В «Греческую лигу» Спарта не вошла и, несмотря на дарованную Филиппом II спартанцам независимость, они в политическом отношении оказались совершенно бессильны, благодаря про-македонской лояльности пелопонесских городов, которые выступали отличным противовесом для Спарты. В общегреческом антиперсидском походе, предпринятым Александром, спартанцы участия не принимали. Причем, текст Арриана свидетельствует о том, что Александр предложил принять участия в походе и спартанцам, но те отказались под предлогом, что «предками им завещано не идти следом за другими, а быть предводителями». ( Arr. I, 1,2).

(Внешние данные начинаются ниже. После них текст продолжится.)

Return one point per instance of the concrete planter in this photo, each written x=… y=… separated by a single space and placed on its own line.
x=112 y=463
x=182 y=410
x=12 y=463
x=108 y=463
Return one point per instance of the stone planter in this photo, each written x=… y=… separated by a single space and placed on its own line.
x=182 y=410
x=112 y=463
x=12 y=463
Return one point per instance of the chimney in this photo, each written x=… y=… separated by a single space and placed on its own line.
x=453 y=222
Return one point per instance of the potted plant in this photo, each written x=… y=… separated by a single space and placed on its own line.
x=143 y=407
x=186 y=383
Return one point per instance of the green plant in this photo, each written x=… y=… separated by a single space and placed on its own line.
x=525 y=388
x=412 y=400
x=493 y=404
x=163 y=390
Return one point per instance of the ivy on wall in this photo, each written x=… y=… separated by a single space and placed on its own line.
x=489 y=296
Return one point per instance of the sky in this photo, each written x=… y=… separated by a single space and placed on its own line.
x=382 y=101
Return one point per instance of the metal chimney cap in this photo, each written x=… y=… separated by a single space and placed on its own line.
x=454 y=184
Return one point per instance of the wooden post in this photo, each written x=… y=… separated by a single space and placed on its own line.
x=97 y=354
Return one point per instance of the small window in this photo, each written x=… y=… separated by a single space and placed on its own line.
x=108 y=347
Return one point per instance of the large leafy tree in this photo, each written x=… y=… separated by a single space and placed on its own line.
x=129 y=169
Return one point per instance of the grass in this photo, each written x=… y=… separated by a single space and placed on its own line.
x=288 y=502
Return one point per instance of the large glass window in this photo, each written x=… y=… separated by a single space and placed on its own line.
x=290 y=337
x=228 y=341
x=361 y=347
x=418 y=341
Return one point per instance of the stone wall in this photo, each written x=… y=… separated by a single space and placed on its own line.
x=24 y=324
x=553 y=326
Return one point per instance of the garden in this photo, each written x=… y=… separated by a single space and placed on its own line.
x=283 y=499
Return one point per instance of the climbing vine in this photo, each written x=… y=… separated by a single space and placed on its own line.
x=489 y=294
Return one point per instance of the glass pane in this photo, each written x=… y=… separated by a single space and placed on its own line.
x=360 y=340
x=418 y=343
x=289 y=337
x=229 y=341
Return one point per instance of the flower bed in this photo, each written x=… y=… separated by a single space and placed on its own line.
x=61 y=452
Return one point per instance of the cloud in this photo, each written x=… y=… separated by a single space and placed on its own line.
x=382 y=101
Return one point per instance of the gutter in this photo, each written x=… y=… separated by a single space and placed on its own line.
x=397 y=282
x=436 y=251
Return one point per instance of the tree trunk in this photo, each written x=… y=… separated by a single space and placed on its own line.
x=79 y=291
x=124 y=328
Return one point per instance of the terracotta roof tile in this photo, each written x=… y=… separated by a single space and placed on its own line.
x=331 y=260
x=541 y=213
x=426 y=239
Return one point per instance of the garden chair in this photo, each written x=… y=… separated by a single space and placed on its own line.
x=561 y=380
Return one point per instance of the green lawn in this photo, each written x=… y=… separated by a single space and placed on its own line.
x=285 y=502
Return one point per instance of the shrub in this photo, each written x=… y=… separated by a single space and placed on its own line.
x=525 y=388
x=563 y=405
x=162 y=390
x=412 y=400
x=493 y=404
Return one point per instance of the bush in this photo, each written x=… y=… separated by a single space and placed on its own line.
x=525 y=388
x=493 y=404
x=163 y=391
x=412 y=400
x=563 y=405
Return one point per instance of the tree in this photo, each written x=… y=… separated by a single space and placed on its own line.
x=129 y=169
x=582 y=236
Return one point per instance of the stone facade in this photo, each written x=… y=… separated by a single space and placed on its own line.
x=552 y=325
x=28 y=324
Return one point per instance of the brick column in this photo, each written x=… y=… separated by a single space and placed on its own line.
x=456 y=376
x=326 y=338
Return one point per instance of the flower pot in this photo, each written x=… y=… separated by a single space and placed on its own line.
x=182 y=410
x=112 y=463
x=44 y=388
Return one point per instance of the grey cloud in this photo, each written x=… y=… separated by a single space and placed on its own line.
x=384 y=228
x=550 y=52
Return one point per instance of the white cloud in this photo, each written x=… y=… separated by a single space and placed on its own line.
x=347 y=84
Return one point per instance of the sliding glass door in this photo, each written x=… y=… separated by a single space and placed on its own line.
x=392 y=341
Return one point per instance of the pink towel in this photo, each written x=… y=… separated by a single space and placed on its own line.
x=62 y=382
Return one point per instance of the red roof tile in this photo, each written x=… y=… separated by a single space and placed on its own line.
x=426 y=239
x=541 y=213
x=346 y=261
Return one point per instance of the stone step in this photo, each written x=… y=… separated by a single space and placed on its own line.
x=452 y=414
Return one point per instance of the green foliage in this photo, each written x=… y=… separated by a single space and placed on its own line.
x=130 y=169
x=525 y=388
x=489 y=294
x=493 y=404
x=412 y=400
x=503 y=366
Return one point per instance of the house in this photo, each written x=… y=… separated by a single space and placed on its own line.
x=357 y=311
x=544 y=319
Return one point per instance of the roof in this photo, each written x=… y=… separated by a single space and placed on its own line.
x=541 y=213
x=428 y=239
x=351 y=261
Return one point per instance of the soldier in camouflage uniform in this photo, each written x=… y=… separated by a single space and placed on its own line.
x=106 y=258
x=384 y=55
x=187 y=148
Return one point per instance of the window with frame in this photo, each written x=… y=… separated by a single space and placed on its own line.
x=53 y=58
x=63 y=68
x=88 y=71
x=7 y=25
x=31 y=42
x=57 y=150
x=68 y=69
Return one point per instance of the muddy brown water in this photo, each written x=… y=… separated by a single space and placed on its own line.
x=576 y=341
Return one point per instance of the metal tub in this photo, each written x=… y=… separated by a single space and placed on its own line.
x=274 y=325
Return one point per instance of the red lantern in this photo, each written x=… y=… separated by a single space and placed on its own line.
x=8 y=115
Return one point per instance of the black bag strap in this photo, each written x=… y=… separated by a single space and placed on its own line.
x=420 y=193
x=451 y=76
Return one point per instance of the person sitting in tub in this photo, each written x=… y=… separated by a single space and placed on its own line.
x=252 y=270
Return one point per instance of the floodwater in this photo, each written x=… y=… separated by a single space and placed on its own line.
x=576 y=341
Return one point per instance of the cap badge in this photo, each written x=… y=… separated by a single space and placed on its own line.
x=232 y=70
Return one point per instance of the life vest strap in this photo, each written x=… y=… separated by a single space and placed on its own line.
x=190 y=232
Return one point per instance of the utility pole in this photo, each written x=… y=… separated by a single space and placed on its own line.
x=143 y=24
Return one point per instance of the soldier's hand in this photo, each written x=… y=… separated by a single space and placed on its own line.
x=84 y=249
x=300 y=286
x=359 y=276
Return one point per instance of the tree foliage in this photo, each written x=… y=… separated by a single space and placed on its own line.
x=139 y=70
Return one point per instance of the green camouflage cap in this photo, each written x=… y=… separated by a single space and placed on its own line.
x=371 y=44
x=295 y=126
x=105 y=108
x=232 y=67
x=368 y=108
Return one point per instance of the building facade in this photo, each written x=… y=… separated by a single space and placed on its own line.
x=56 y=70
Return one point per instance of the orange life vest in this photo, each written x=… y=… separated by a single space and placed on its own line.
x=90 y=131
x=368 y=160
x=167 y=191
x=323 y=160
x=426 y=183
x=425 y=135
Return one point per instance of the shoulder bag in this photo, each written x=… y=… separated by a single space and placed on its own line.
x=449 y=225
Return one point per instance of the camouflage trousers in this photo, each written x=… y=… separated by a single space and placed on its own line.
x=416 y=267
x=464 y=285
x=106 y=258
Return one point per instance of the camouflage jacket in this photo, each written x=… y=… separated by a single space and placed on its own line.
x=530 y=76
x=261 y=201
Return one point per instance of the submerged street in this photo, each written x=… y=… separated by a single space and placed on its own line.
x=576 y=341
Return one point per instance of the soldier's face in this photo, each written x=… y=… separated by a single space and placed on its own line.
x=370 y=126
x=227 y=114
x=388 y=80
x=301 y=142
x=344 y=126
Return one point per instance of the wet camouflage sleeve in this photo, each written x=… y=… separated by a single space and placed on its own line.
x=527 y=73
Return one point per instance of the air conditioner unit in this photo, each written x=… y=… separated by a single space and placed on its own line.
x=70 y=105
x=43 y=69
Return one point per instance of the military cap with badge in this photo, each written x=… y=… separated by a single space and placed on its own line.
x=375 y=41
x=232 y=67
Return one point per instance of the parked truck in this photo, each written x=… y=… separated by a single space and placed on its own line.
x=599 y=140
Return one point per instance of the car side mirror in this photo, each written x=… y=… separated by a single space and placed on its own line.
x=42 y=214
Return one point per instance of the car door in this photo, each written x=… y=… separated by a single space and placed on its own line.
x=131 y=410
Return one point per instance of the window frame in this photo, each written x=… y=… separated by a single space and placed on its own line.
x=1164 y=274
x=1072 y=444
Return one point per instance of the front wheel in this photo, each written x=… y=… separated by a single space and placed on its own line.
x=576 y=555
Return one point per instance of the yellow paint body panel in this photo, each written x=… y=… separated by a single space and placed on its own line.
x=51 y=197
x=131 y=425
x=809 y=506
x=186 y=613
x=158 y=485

Впоследствии, Александр Македонский привел два убедительных доказательства, свидетельствующих о бессилии Спарты в межнациональных делах. Первое - в 334 г. после победы в сражении при Гранике, когда Александр отправил в Афины ровно три сотни доспехов для передачи их в дар Афинскому акрополю со следующей надписью: «Александр, сын Филиппа и греки, кроме лакедемонян, взяли от варваров, обитающих в Азии» (Arr. I, 4). Это, по сути, явилось полным унижением спартанцев как греков, которые не принимают участия в панэллинском (общегреческом) походе.
Второе подтверждение было сделано Александром три года спустя, в 331 г. до н.э., когда спартанский царь Агис III возглавил попытку антимакедонского восстания, но потерпел полное и решительное поражение при Мегалополе. Александр отозвался об этой битве как о «войне мышей» (Plut. Ages. 15).
Так что не будем подчеркивать бесстрашие спартанцев как что-то невероятное, вспоминая лишь гибель славных 300 воинов у Фермопил. Совершенно очевидно, почему спартанцам с греческим вооружением и подготовкой удалось несколько раз опрокинуть наступающих на их фронт, слабо вооруженных персов и мидян. Греческая фаланга, состоящая из гоплитов, вне зависимости от того, кто в нее входит (спартанцы, афиняне или беотийцы), безусловно куда боеспособнее воинов персидской пехоты. Кроме того, в условиях ограниченного пространства воины Ксеркса не могли использовать элементарное преимущество общей численности.
Конечно, у спартанцев были выдающиеся полководцы, вроде Брасида или Лисандра, случались и блистательные победы (битва при Мантинее 418 г. до н.э.), но такого ранга полководцы и победы были и у других греков.
Нелишне упомянуть, что сам Геродот признавал афинский вклад наиболее существенным в плане отражения персидской агрессии: «Потому-то не погрешишь против истины, назвав афинян спасителями Эллады. Ибо ход событий зависел исключительно от того, на чью сторону склонятся афиняне. Но так как афиняне выбрали свободу Эллады, то они вселили мужество к сопротивлению всем остальным эллинам, поскольку те еще не перешли на сторону мидян, и с помощью богов обратили царя в бегство». (Hdt. VII. 139).